Estamos en el ciclo de los nervios, continúa el poema de Vicente Huidobro. Próxima estación, las elecciones de Castilla y León, un escenario propicio a priori para que el Partido Popular y la extrema derecha hagan palanca para desalojar al Gobierno de Sánchez. La estación terminal tiene como premio la gestión del grueso de los fondos europeos, verdadero motivo detrás de las prisas por quemar la legislatura.

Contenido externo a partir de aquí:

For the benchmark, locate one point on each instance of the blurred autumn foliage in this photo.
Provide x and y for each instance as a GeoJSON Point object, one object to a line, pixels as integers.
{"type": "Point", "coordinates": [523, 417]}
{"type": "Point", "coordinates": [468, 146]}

Inventa mundos nuevos y cuida tu palabra, dice el mismo poema. La reforma laboral de Yolanda Díaz no inventa un nuevo mundo, quizá ese fue el problema desde el principio. Era un intento de preservar lo que queda de estabilidad en la política española, el factor predominante: los hombres de negro de la Unión Europea. En un Estado no nervioso hubiera tenido lugar el debate sobre si es suficiente que el decreto recupere la ultraactividad de los convenios, si el hecho de que se persiga el fraude en la contratación temporal o se priorice la contratación indefinida es suficiente para subvertir la precariedad aprendida en 14 años de crisis encadenadas. Se habría resaltado que, como denunciaron en el Congreso los principales apoyos del Gobierno de coalición, se trata de la primera reforma del mercado de trabajo que no toca la indemnización por despido. En fin, algo mejor que lo que pasó.
Ha sido un golpe para la frágil mayoría de investidura y presupuestaria, pero la reforma de Díaz y su capítulo final en el Parlamento es, antes que otra cosa, un indicativo de los problemas para crear una atmósfera de tranquilidad que permita la discusión sobre el futuro dentro de un país desquiciado, que solo encuentra en la carcajada histérica una válvula de escape de lo que está pasando.